Non School sponsored Team

We are team 1359 a rookie( placed 2nd at Portland regional qualifications) We are a Boys Scouts Venture Crew. We are not sponsored by a school. I was wondering how many other teams are not school sponsored? Whether or not you have found not being school affiliated a positive or negative thing? Just curious.

the team im on isnt sponsored by a school, out main sponsor is DuPont and i feel that havin a team that is made up of alot of different schools is better because u form friendships with kids that you probably wouldnt have meet if you werent in robotics with them :smiley:

Just out of curiosity, how is recruiting done? How did you find out about this city-wide team?

How is absence from school handled?

Team 125 is a melting pot of Boston schools.

Our high school kids are from several Boston area high schools, mostly Boston Latin and Brookline high schools.

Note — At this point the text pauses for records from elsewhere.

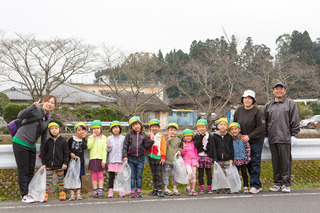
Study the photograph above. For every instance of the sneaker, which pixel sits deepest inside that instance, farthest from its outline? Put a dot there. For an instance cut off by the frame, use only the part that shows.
(285, 189)
(139, 193)
(100, 193)
(245, 190)
(201, 191)
(72, 197)
(62, 196)
(110, 193)
(95, 193)
(194, 193)
(218, 191)
(275, 188)
(254, 190)
(176, 192)
(27, 199)
(132, 194)
(153, 193)
(79, 196)
(168, 192)
(159, 193)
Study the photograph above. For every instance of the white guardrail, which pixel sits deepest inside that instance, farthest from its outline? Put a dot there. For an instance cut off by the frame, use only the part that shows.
(306, 149)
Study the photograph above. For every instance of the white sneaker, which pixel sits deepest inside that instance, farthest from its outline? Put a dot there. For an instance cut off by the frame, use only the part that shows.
(285, 189)
(275, 188)
(27, 199)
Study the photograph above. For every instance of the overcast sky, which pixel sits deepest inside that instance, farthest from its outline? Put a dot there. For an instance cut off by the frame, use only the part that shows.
(146, 25)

Lately we have been having difficulty recruiting high school kids and we will lose some very valuable kids due to graduation this year. The high schools haven’t supported the team all that much this year. With one notable exception, a teacher from Boston Latin has helped out quite a bit this year.

Our corporate sponsor is Textron Systems. They’re around to make sure our college student ideas stay grounded in reality. Our head guy George, who is from Textron cracks the whip and tries to keep things on schedule.

Our college sponsor Northeastern University’s College of Engineering provides an excellent lab enviroment for us to use. We have an office, large lab, computer room, and machine shop. Which they even plan to re-model giving us more room in the coming year. Most of the mentors are engineering students at Northeastern. Two professors also help out a great deal on the team.

Myself, I’m actually a computer engineering student from Northeastern’s next door neighbor Wentworh Institute of Technology. We don’t have a team at my school. The Northeastern team takes in everyone who will put forth effort on their team.

We have presentations of our robot and team at different high schools, museums, and other activities with teenagers there. We go everywhere we can to try and make our team known. The students on my team come from 14 different highschools, both public and private, and from 3 different states, so we come from all over. Most of the time people find out through word of mouth, although MOE has been in the newspaper a few times. As for the absences, we each get a permission slip that states the days we will be missing school, and we need to get both our parents and a school official (principal, dean of students, etc) to sign it.

Being on a team with such diversity has its advantages and disadvantages, depending on how you look at it. We do have the travel and permission issue, and there are some students from arch rival schools who need to work together ;-), but I absolutly love it. We always have so many different views on problems, and so many different backgrounds. I am the only person from my entire school on the team, so it was amazing to meet around 35 completly new people who liked the same thing I did.

Hope that helps :slight_smile:

Team 891 is a melting-pot team. We draw through the district vocational school students from the four city high schools…some more than others.

While we’re technically sponsored by the school district as a whole we’re somewhat separated from the schools in that none of the high schools themselves are direct participants in the program - the two teachers are from the vocational school for us, along with engineers from SRC and some college students, myself included in the latter group.